April crude oil gained 39 cents on volume of 510,994 contracts. Open interest declined 4,010 contracts, which in relation to volume is approximately 60% below average. Crude remains oversold, and we expect a rally to at least the $93.00 level. Crude oil remains on a short and intermediate term sell signal. Stand aside.

Natural gas: On March 8, April natural gas generated an intermediate term buy signal.

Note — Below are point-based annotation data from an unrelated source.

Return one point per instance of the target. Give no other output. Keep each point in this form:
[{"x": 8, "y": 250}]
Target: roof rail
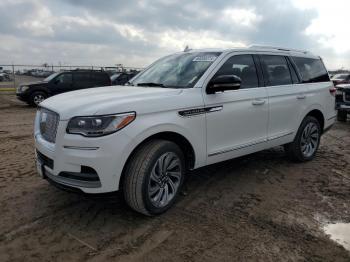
[{"x": 277, "y": 48}]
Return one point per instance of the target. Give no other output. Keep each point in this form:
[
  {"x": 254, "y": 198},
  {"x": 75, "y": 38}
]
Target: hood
[{"x": 110, "y": 100}]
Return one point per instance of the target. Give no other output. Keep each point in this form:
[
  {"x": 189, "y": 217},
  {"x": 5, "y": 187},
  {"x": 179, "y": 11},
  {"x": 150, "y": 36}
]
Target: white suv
[{"x": 185, "y": 111}]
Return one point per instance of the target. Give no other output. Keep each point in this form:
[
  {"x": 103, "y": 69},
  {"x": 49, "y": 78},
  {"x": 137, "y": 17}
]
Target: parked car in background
[
  {"x": 35, "y": 93},
  {"x": 342, "y": 101},
  {"x": 185, "y": 111},
  {"x": 341, "y": 79},
  {"x": 4, "y": 77},
  {"x": 122, "y": 78}
]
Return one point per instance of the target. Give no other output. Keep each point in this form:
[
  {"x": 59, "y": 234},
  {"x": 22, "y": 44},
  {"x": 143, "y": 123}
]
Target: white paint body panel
[{"x": 239, "y": 128}]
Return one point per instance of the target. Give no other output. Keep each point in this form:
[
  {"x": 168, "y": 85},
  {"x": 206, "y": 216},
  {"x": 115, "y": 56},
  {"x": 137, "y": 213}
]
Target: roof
[{"x": 259, "y": 49}]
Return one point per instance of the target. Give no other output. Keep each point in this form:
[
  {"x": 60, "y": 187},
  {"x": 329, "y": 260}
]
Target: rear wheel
[
  {"x": 37, "y": 97},
  {"x": 342, "y": 115},
  {"x": 154, "y": 177},
  {"x": 306, "y": 141}
]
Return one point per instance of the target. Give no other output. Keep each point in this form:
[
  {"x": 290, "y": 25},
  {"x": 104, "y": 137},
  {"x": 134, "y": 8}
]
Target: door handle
[
  {"x": 258, "y": 102},
  {"x": 301, "y": 96}
]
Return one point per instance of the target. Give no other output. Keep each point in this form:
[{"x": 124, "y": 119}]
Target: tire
[
  {"x": 306, "y": 141},
  {"x": 141, "y": 191},
  {"x": 342, "y": 115},
  {"x": 37, "y": 97}
]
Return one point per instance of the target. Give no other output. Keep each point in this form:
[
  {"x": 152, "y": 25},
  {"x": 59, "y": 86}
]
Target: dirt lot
[{"x": 260, "y": 207}]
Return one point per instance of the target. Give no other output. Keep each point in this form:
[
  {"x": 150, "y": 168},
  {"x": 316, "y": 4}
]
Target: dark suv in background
[
  {"x": 341, "y": 79},
  {"x": 57, "y": 83}
]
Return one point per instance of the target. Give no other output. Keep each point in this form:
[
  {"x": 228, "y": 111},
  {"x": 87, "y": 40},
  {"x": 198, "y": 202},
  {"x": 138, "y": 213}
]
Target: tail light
[{"x": 332, "y": 90}]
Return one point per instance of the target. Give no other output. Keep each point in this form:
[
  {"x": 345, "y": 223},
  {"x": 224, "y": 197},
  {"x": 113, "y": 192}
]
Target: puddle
[{"x": 340, "y": 233}]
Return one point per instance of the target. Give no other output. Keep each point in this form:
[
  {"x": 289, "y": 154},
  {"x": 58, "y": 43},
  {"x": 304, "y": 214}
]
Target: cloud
[{"x": 137, "y": 32}]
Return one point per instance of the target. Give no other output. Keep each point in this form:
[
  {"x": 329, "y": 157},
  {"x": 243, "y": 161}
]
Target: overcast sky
[{"x": 134, "y": 33}]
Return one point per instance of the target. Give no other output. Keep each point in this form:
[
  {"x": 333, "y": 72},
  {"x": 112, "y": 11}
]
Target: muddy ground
[{"x": 261, "y": 207}]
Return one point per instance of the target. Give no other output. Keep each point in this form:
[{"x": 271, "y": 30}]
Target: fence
[{"x": 13, "y": 75}]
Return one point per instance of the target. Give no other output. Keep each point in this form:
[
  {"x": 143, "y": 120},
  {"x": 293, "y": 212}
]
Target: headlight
[{"x": 94, "y": 126}]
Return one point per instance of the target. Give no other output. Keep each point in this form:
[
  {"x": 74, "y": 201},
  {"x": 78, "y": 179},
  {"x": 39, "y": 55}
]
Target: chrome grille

April natural gas advanced 4.7 cents on volume of 364,251 contracts. Open interest increased 5,870 contracts, which in relation to volume is approximately 35% less than average. Price and open interest action is acting in a bullish congruent fashion for the past several days. We expect natural gas prices to continue to move higher, and support should be found at the $3.40 area. For those long futures and options stay with these positions, but realize natural gas is overbought and with the generation of an intermediate term buy signal, a pullback is likely.

Copper:

May copper lost 1.15 cents on volume of 52,148 contracts. Open interest increased by 361 contracts which is minuscule and dramatically below average. We recommend waiting for a rally to the $3.60 area before considering implementing short positions.

Gold:

April gold gained $1.80 on volume of 248,165 contracts. Volume was the highest since February 26 when gold advanced $28.90 on volume of 270,504 contracts and open interest declined 6,132. On March 8, open interest increased by 2,896 contracts, which in relation to volume is approximately 45% below average. On March 8, gold made a low of $1560.40, which is the lowest price since February 21. The market continues to trade poorly, and we recommend that clients stand aside.

Platinum:

April platinum advanced $8.80 on volume of 14,640 contracts. Volume was the highest since March 1 when 16,374 contracts were traded and platinum declined $10.00 while open interest declined 320 contracts. On March 8, open interest increased by a massive 868 contracts, which in relation to volume is approximately 135% above average. Platinum generated a short-term sell signal on February 22 and an intermediate term sell signal on February 28. Continue to stand aside.

Palladium:

June palladium advanced $23.75 on volume of 8,075 contracts. Open interest increased by an incredible 2,082 contracts, which in relation to volume is an off the chart number of over 1000% increase above average. In previous reports, we have written about the relative strength outperformance of palladium versus platinum and have suggested using Stillwater Mining (SWC) to take advantage of strong palladium and eventually platinum prices. The liquidity in palladium is not conducive to futures trading.

Silver:

May silver gained 14 cents on volume of 54,354 contracts. Volume was the highest since March 1 when 61,782 contracts were traded and May silver advanced 5.8 cents while open interest increased 1,032 contracts. On March 8, open interest declined 1,322 contracts, which in relation to volume is average. On March 8, silver made a low of $28.32, which is the lowest price since March 1 when it made a low of 27.925. Stand aside.

Euro:

The March euro lost 1.05 cents on fairly heavy volume of 367,301 contracts. Volume declined approximately 39,000 contracts from March 7 when the euro gained 1.12 cents and open interest declined 6,030 contracts. On March 8 open interest increased 2,034 contracts, which in relation to volume is approximately 65% less than average. On February 26, the euro generated a short-term sell signal and on March 4 generated in intermediate term sell signal. Stand aside.

S&P 500 E mini:

The S&P 500 E mini gained 6.75 points on volume of 3,053,473 contracts. Volume was the highest since February 25 when 3,123,512 contracts were traded and the E mini closed at 1481.50. On March 8, open interest increased 123,644 contracts, which in relation to volume is approximately 50% above average. As we have said before, once the E mini approaches expiration, volume and open interest  numbers expand dramatically. On March 8, stocks trading above their 50 day moving average on the  NYSE rose to 1,707 from 1,659 on March 7. Stocks above their 50 day moving averages are trading dramatically below the January 22 high of 2115. We continue to think that writing calls that are significantly out of the money is the best way to trade the E mini.